The higher borrowing in the Budget could push up the cost of issuing debt, it added in a note to investors.
Reeves on Wednesday unveiled a Budget that raised taxes by more than £40bn while boosting borrowing as she funds an increase in day-to-day spending and government investment.
“In our view, the increase in borrowing, which is in part supported by a new measure of debt under the fiscal framework, will pose an additional challenge for what are already difficult fiscal consolidation prospects,” Moody’s said.
The verdict from Moody’s comes after gilts sold off sharply on Thursday, pushing UK borrowing costs to their highest levels this year, with the yield on the 10-year gilt peaking at above 4.5 per cent.
Responding to the sell-off, Reeves said on Thursday that the government’s “number one commitment” was to economic and fiscal stability, insisting in a Bloomberg TV interview that she had put in place robust fiscal rules and that there would be a “significant fiscal consolidation”.
Moody’s also warned that the Budget would do little to improve UK economic growth in coming years.

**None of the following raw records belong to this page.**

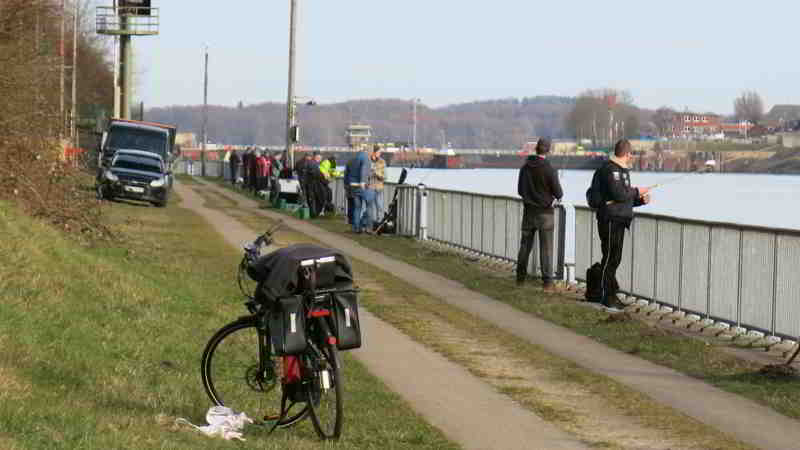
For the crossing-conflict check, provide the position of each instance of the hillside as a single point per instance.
(505, 123)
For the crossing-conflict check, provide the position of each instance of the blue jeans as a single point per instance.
(369, 218)
(378, 215)
(359, 204)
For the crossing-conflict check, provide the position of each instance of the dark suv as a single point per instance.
(137, 175)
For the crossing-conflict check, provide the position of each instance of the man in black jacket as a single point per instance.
(616, 215)
(539, 188)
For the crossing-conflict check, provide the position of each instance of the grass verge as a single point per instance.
(699, 358)
(695, 357)
(101, 346)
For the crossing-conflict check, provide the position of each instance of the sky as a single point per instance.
(696, 55)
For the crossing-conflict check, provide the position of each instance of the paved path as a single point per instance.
(467, 410)
(739, 417)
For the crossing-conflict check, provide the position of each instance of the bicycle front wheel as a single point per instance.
(234, 376)
(325, 390)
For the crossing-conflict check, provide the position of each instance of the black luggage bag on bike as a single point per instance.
(287, 326)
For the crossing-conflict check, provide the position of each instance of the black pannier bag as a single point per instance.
(594, 289)
(287, 326)
(345, 319)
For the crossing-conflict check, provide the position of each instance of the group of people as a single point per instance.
(540, 189)
(364, 176)
(257, 170)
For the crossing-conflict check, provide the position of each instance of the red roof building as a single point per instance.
(692, 124)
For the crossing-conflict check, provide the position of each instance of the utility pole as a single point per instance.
(125, 72)
(74, 114)
(414, 133)
(290, 106)
(62, 68)
(125, 19)
(205, 119)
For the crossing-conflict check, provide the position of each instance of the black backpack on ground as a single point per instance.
(594, 289)
(594, 196)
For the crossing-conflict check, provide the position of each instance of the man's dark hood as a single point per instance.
(534, 161)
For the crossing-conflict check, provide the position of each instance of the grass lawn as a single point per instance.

“We expect growth in our baseline to remain muted and average 1.7 per cent between 2025-27 until structural constraints, including labour market inactivity that has worsened since the pandemic and persistent lacklustre productivity growth, are durably addressed,” it said.
Moody’s said higher levels of borrowing “can push up the cost of new debt issuances”, adding that debt markets were already sensitive to UK policy “mis-steps” following the gilt market turmoil after then-chancellor Kwasi Kwarteng’s so-called mini-Budget.
Frequent changes to the UK’s fiscal rules had “weakened their effectiveness as a credible policy anchor”, Moody’s said, noting that “the UK’s fiscal policy effectiveness has been eroded in recent years, and particularly since the Brexit vote in 2016”.
The agency added that Reeves’ decision to shift to a stricter three-year rolling timeline for meeting her revised rules demonstrated a commitment to sticking with the new regime and would support its credibility.
In a statement on Friday, Reeves said she had set out a “clear economic plan, with robust fiscal rules, that gets debt falling, balances the current budget within three years, while responsibly delivering the investment this country needs to support growth”.